L’arc des débuts à Tokyo met en lumière le professionnalisme et la discipline de Nana Osaki. Elle n’accepte aucune demi-mesure pour Blast. Le recrutement de Shin, malgré son jeune âge et son passé trouble, montre son flair pour le talent brut. Elle forge une dynamique de groupe solide avec Nobu et Yasu, agissant comme la figure de proue charismatique du groupe. La rivalité latente avec Trapnest alimente sa rage de réussir. Sa relation avec Hachi s’approfondit, car cette dernière devient la fan numéro un de Blast, offrant à Nana le soutien inconditionnel dont elle a besoin pour affronter le stress des premiers concerts. C’est une période de construction où l’identité visuelle et sonore du groupe se précise. Nana refuse tout compromis commercial, restant fidèle à l’éthique punk.

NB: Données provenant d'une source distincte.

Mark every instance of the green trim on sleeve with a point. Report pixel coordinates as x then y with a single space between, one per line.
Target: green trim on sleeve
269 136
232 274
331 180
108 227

Elle lutte contre les souvenirs de Ren qui la hantent, utilisant la musique comme catharsis. Son ambition est de monter sur scène non pas par vanité, mais pour prouver qu’elle existe par elle-même. La pression monte alors que les labels commencent à s’intéresser à eux, testant la solidité de sa résolution face aux exigences de l’industrie musicale japonaise.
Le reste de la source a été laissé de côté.